Die Promotion clever finanzieren
Wer doktoriert, leistet harte Forschungsarbeit und bekommt dennoch kein volles Gehalt. In den Geistes- und Sozialwissenschaften mangelt es obendrein noch an Stellen. Wie kommen Doktoranden dennoch über die Runden?
In einer Schrift des Schweizerischen Wissenschafts- und Technologierates findet sich folgender Cartoon: Fragt jemand einen Doktoranden: "Was erforschen Sie?" Der Doktorand sitzt am Schreibtisch, neben sich einen Stapel Akten, sieht hilflos aus und antwortet: "Die Geldbeschaffung!". Das heisst erstens: Nur wer die Finanzierung der Doktorarbeit geregelt hat, kann sich auf seine Forschungsarbeit konzentrieren.

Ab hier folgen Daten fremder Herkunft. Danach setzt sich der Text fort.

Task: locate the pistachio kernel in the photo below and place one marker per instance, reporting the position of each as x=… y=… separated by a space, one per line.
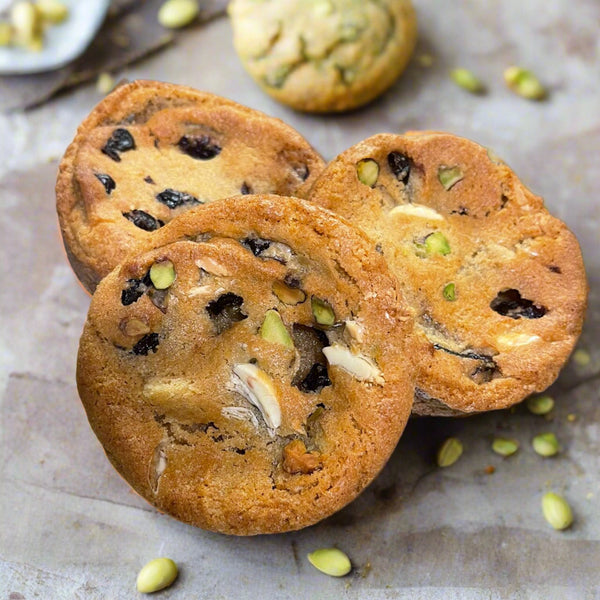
x=330 y=561
x=524 y=83
x=5 y=34
x=273 y=330
x=449 y=292
x=467 y=81
x=174 y=14
x=545 y=444
x=322 y=311
x=581 y=357
x=156 y=575
x=52 y=11
x=162 y=274
x=287 y=294
x=540 y=405
x=367 y=171
x=556 y=511
x=437 y=243
x=449 y=176
x=449 y=452
x=505 y=446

Und zweitens: Leider ist dies nicht immer der Fall.
Voller Einsatz bei Teilzeitgehalt
Der einfachste Weg zum Doktortitel führt über eine Anstellung in einem Drittmittelprojekt, einem Graduiertenprogramm oder als Assistierender an einem Lehrstuhl der Hochschule. Solche Stellen entdeckt man in Zeitungen, Fachmagazinen, Online-Stellenbörsen und an den Informationswänden der Hochschulen. Wer direkt in Arbeitsgruppen mit entsprechenden Forschungsschwerpunkten anfragt, erfährt vielleicht schon von Projekten, für die bald Doktoranden gesucht werden - und sichert sich eine gute Position im Bewerbungsverfahren.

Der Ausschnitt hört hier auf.